In a performance, those small things that make a performance seem like
performance art or postmodern theatre are magnified. Starting with the
postmodern theatre characteristics that multi-dimensionality of the play is
highlighted in the actual performance of it. Emma Thompson plays the role of the
nurse, and the woman in the south Bronx that adds another layer to the play, who
are the angels in our society? The HBO performance does place more weight on the
theatrical side of the show. But either way both elements become more palpable in
performance than in text. This of course comes from the addition of a set, lights, and
most importantly actors. The actors have the task of putting this piece of text on the
stage and making choices that can give more or less weight to those elements of
performance art or theatre. For example looking at this version of Angels in
America during Act 2 scene 4, the scene between the unnamed man and Louis there
was less violence. There was still an element of shock but less so than when it was
revived in 2010. The scene was violent and people were really taken aback. Acting
added another element to this debate. Kirby when speaking about complex acting
says “Acting becomes complex as more and more elements are incorporated into the
pretense...Complexity is related to skill and technical ability.” Angels in America in
does call for complex acting that falls far away from the non-acting side. The acting
component of the production of Angels in America begins to take shape as more
theatrical. While production is influenced by the text however in performance, the
director makes decisions that lean more towards one side or another as seen with
Mike Nichols interpretation as opposed to the 2010 revival.

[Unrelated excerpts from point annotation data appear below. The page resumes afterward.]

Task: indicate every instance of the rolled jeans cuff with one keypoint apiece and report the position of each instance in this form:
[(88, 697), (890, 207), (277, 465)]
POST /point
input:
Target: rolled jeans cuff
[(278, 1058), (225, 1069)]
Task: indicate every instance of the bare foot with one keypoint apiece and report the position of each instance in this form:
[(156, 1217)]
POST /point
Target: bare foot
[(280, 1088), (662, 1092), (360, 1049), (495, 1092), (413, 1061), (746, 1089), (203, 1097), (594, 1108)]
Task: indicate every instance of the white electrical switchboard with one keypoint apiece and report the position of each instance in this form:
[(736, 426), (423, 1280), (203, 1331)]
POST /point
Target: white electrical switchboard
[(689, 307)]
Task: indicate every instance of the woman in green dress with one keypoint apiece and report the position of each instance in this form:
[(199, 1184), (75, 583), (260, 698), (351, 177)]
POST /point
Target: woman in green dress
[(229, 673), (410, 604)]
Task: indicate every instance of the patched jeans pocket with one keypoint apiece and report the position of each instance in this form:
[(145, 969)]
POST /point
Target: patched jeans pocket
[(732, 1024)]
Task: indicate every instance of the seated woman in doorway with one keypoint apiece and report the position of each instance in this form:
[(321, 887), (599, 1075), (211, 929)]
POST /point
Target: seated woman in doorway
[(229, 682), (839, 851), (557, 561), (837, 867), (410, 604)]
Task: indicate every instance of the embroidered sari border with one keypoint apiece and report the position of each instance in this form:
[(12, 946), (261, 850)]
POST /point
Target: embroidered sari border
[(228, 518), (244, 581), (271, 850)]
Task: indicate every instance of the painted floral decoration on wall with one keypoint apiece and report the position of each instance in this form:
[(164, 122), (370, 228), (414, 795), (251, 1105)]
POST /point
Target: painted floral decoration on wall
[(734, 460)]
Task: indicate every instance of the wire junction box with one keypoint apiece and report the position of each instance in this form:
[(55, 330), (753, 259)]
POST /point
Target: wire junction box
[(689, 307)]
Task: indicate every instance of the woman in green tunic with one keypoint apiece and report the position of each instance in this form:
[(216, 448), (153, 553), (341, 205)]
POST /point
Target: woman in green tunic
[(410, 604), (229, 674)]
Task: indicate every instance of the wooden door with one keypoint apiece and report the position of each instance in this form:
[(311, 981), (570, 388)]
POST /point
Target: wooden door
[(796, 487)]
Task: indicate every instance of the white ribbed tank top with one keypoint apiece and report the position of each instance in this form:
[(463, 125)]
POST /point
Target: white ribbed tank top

Yet the question remains can apiece be entirely postmodern theatre or
Performance Art? In the analysis of these two pieces of art, my initial viewpoint
seemed to make more and more sense logically. However I am not contending that
just these two pieces are interwoven but rather performance art and postmodern
theatre as a whole. In the Theater of Transformation: Postmodernism in American
Drama by Kerstin Schmidt, she says “Postmodern Theater predominantly creates
images not language generated stories.” (Schmidt, 59) This quote reiterates the goal
of another type of art form, performance art. Goldberg noted how the subject of the
performance as well as the performer took on a life of its own. The similarities
between these two art forms made more sense in this quote “Following the
postmodern urge to experiment and play with a variety of art forms, postmodern
dramatists approached performance art as a valuable resource for their dramatic
endeavors.” (Schmidt, 59). This quote quickly seemed to reinforce my initial
thoughts about a relationship between the two art forms. Elinor Fuchs believes that
performance art is distancing itself from all things traditionally theatrical. “In any
event, none of these contemporary theatrical and performance variants is the
exclusive locus of a theatrical genre, style of practice.” (Fuchs, 7). It is clear that
there is an ongoing debate about whether any of the variants of performance art
even contain any elements of theatre as well as whether postmodern theatre seems
to capture any theatrical elements. Which leads into another argument of
modernist versus postmodernist theatre. However to contain my discussion I
believe that postmodern theatre and performance have developed a symbiotic
relationship to the point where I believe it is impossible to say that a text or a
performance is solely performance art or postmodern theatre. Specifically with
Angels in America and Fires in the Mirror, the two shows successfully capture parts
of both art forms in order to convey their two images. One creates image of race and
power in the United States, while the other discusses Homosexuality and AIDS in a
society where those two subjects were taboo. Anna Deveare Smith and Tony
Kushner use specificities of performance Art and Postmodern theatre in order to
bring to life these two important subjects.